By Dr. Beverly and Tom Rodgers
We started attending one of the fastest growing churches in our area about the time I got my license in marital and family therapy. I was the first Christian counselor in the area so many of the families started seeing me for help with their kids and teens. The most common problem was rebellion. These kids were basically good kids, they just could not seem to get along with their parents. The more the parents pushed their kids to be like them and follow Christ, the more they pushed away, and I couldn’t help but wonder why. As I looked further, I stumbled onto one of the reasons why.
While the pastor was a charismatic, dynamic, pulpit pounding preacher who attracted large crowds, his message was more about rules than relationship and more about law than grace. In fact, one topic that would get him really fired up was rebellion.
He would not tolerate it in parishioners and encouraged parents not to tolerate it in their children. The problem was everything was seen as rebellion!
If the church board members spoke up, it was rebellion or if an elder had a different opinion, it was rebellion. It was so bad that the church started developing a cultish feel. The problem was that the pastor passed this philosophy on to the church families who focused on stern punishment with their children instead of loving discipline. He actually taught a class to new parents in which he encouraged spanking newborns for not sleeping through the night. Talk about nightmares for both parents and children! Being abused as a child, I could not heed his alarmist warnings to spare the rod and spoil the child. And from the looks of the kids I was seeing in family therapy, over-punishment wasn’t working.

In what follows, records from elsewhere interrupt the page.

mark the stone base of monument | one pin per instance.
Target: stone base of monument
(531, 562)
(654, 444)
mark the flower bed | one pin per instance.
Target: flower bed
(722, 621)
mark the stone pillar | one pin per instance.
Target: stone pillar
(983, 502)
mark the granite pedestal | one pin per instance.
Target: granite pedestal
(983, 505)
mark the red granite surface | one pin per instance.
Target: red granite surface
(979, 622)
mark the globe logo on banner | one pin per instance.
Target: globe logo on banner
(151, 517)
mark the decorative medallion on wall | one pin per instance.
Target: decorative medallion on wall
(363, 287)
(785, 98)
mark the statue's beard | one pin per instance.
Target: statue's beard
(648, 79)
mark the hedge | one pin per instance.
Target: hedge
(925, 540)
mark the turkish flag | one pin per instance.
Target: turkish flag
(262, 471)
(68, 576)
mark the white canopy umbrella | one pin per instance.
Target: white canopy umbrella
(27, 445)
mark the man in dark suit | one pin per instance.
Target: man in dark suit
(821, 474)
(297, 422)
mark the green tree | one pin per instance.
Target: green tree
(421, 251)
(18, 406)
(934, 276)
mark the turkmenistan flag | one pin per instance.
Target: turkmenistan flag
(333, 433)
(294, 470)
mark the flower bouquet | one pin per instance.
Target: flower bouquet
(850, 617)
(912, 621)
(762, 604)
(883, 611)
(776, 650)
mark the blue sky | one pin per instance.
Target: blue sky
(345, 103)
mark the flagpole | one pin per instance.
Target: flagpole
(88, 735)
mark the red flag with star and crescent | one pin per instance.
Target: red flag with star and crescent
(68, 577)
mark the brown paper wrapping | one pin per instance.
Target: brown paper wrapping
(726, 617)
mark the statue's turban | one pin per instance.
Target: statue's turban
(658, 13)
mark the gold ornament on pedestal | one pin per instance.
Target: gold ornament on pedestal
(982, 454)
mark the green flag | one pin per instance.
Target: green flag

Their lack of effectiveness caused me to set out on a quest for a parenting style that was helpful in not only stopping rebellion, but in capturing a child’s heart for God. I learned that there is a vast difference between punishment and discipline and this difference makes all the difference for children.
Often when Tom and I deal with parents, we see that they try to shape their children’s unhealthy behaviors by focusing too much on punishment. These parents spend most of their time spanking, grounding, or taking away privileges. By the time they come to counseling they have virtually taken away everything from their kids and still their misbehavior is not curtailed. Too much emphasis on punishment can be ineffective and harmful. The objective is to discipline behavior in order to shape it for the Lord, not to punish a child to “teach him or her a lesson.” Discipline is instructive. Punishment is punitive. Too much punishment without loving instruction can provoke your children to wrath and cause them to rebel.
The goal of disciplining your children is to know them so well and love them so much that you find a way to share the ways of the Lord in a language they will understand. In doing this you strive to teach them Christian principles to live by that will be like the air they breathe. They will consciously and unconsciously know God’s ways as well as his great soul-healing love like the back of their hand. Therefore, having a first-hand knowledge of both, for them not to follow godly principles would take an act of their will. In order to do this you have to balance judgment and mercy, especially when the situation calls for both. This is no easy task and needs to be done with God’s supernatural help and guidance.
The context for such help and guidance is that you always focus on what is best for your children in the dynamic of your relationship with them. In other words, you let your discipline always be for the good of your relationship with them and their relationship with God. This will help you to balance judgment and mercy because that, after all, is what has been given to you by the Lord as well.
Our philosophical differences became too great, and eventually we left that church as outcasts and, you guessed it, “rebels.” But the journey it set me on to find a loving and effective plan of parenting was invaluable.